Unstructured-IO / unstructured-ingest

Apache License 2.0
6 stars 5 forks source link

feat/enable github enterprise (v 3.10.8) connection #50

Open DanielBarbosabit opened 5 months ago

DanielBarbosabit commented 5 months ago

Is your feature request related to a problem? Please describe. The GithubRunner works so fine to extract data from Github, but it is not possible to use the same runner to extract data from Enterprise accounts.
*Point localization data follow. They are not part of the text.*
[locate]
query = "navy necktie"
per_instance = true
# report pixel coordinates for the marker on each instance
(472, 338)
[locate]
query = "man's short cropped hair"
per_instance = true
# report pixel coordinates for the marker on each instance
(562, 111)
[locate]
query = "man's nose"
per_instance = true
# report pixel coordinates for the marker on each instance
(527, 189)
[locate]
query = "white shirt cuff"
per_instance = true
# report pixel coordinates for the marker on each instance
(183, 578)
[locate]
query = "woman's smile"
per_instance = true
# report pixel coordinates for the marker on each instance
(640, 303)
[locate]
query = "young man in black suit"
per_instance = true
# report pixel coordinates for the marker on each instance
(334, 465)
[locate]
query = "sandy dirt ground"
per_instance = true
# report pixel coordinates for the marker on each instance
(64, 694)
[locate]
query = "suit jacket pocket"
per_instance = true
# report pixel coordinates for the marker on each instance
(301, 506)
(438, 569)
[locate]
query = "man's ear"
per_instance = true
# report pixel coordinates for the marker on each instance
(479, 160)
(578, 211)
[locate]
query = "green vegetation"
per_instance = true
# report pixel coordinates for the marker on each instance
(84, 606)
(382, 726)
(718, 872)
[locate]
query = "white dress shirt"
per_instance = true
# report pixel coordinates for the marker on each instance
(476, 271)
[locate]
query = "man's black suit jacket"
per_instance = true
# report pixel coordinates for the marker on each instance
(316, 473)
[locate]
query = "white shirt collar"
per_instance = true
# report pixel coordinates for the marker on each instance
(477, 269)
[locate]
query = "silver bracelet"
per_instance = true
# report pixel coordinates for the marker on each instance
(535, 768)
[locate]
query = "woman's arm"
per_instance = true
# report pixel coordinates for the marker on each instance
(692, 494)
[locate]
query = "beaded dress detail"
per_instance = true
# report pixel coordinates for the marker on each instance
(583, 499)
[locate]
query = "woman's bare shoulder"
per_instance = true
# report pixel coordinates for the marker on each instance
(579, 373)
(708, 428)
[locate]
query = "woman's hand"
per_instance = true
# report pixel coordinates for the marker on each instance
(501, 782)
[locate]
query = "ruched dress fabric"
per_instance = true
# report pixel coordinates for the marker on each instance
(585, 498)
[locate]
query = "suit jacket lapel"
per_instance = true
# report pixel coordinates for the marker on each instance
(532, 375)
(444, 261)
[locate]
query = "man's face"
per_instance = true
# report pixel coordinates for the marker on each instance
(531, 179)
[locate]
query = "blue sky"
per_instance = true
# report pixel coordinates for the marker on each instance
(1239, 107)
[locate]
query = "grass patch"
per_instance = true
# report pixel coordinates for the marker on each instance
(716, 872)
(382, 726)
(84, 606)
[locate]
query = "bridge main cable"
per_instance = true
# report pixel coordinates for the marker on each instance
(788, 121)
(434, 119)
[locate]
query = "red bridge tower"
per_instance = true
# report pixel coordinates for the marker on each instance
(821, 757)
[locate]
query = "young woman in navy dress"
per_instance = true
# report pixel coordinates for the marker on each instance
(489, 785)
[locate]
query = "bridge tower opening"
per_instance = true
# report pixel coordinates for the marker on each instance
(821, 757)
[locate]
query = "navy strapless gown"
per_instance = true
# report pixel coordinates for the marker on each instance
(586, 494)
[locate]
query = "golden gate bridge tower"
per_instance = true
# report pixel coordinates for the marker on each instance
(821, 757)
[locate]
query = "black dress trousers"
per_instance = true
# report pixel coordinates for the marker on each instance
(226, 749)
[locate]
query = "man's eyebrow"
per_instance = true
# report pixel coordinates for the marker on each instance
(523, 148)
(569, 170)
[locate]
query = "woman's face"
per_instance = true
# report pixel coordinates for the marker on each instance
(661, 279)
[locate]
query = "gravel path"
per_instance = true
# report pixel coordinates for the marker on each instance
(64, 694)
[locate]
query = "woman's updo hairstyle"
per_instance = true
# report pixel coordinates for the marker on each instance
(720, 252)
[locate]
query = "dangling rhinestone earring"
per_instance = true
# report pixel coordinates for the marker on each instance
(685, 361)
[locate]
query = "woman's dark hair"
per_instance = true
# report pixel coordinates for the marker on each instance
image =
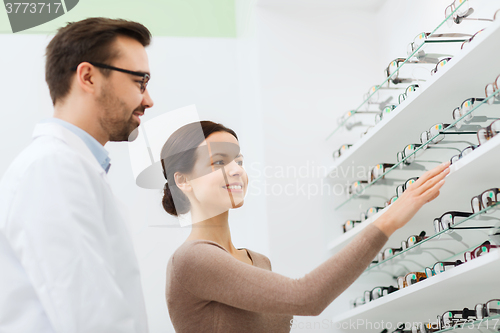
(87, 40)
(179, 155)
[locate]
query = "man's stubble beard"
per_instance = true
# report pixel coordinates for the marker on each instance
(113, 120)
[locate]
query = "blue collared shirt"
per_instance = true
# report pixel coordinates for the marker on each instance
(95, 147)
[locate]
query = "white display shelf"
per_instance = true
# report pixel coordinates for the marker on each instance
(463, 77)
(469, 176)
(464, 286)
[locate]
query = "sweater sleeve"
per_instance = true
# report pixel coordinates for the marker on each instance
(209, 272)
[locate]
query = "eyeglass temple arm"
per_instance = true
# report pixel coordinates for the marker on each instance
(458, 132)
(476, 19)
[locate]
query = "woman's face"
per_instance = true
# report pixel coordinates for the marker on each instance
(218, 180)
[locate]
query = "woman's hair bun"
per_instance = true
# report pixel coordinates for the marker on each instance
(183, 204)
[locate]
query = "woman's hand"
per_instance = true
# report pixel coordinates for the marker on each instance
(425, 189)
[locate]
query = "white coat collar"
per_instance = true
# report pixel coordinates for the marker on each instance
(71, 139)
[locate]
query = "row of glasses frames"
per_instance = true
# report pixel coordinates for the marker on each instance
(465, 318)
(486, 201)
(357, 187)
(413, 278)
(461, 11)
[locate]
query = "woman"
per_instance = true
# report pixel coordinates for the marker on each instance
(214, 287)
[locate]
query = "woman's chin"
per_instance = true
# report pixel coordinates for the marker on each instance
(238, 205)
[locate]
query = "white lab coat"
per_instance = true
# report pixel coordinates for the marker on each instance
(67, 262)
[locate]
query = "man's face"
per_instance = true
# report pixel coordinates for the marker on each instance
(120, 97)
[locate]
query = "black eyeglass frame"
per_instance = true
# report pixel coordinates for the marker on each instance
(145, 76)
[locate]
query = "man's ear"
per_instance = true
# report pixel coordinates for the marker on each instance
(86, 76)
(182, 182)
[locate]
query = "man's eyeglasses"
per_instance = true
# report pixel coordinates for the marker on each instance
(145, 76)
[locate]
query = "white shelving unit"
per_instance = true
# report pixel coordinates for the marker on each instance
(477, 281)
(463, 286)
(463, 77)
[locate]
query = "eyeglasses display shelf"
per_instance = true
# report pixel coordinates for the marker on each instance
(433, 103)
(464, 286)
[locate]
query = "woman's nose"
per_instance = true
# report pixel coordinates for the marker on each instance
(234, 169)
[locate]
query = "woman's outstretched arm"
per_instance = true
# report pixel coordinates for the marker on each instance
(209, 272)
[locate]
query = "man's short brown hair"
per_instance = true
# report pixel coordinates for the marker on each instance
(88, 40)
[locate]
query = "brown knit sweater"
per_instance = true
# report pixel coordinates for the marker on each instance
(208, 290)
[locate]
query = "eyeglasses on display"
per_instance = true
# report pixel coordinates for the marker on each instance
(348, 114)
(490, 90)
(427, 37)
(458, 11)
(434, 131)
(350, 224)
(384, 112)
(455, 317)
(440, 64)
(441, 267)
(377, 292)
(356, 187)
(466, 151)
(403, 187)
(486, 133)
(412, 88)
(338, 152)
(370, 212)
(410, 279)
(468, 41)
(482, 249)
(145, 76)
(448, 220)
(392, 70)
(488, 309)
(378, 171)
(413, 240)
(486, 199)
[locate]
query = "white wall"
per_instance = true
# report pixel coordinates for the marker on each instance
(281, 85)
(312, 66)
(185, 71)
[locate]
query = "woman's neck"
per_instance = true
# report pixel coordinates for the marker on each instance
(215, 229)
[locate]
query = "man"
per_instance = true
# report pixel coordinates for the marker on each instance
(68, 263)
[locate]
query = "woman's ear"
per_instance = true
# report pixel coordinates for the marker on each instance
(182, 182)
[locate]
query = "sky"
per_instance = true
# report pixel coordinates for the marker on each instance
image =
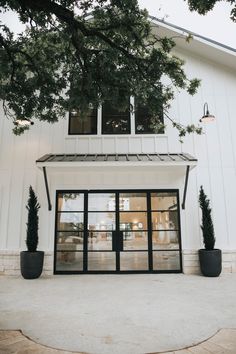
(215, 25)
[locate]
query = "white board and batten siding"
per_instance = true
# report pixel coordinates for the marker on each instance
(216, 168)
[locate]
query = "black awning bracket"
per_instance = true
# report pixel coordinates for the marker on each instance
(185, 186)
(47, 189)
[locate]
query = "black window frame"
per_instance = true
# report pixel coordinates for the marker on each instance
(150, 251)
(118, 113)
(83, 134)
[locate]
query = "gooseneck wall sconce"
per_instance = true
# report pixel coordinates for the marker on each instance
(207, 117)
(23, 122)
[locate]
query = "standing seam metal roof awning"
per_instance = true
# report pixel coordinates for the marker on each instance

Describe the solution you'd like I would to use the GithubRunner to extract data from a Github Enterprise account. So, to enable this feature, I believe the SimpleGitHubConfig class should have a new parameter to pass the base URL API from the Github Enterprise, as shown in the code below:

from unstructured.ingest.connector.git import GitAccessConfig
from unstructured.ingest.connector.github import SimpleGitHubConfig
from unstructured.ingest.interfaces import PartitionConfig, ProcessorConfig, ReadConfig
from unstructured.ingest.runner import GithubRunner

if __name__ == "__main__":
    runner = GithubRunner(
        processor_config=ProcessorConfig(
            verbose=True,
            output_dir="github-ingest-output",
            num_processes=2,
        ),
        read_config=ReadConfig(),
        partition_config=PartitionConfig(),
        connector_config=SimpleGitHubConfig(
            url="<MyOrg>/<MyInternalRepo>", branch="main", access_config=GitAccessConfig(), base_url=base_url="https://<host_of_my_github_enterprise>/api/v3"
        ),
    )
    runner.run()

Describe alternatives you've considered Of course, It is necessary that the source code has to be compatible with the Github and Github enterprise API, but I already tested and it should be interesting to remove the line 32 condition , in order to be possible to allow other github hosts. Because in this way, we are not able to configure Github Enterprise account, which has different domains.

Additional context

scanny commented 5 months ago

Thanks for creating this issue @DanielBarbosabit :). We're tracking this as an enhancement and will take a look at it more closely as soon as we have bandwidth. In the meantime, if you have an implementation in mind feel free to open a PR and we'd be happy to review!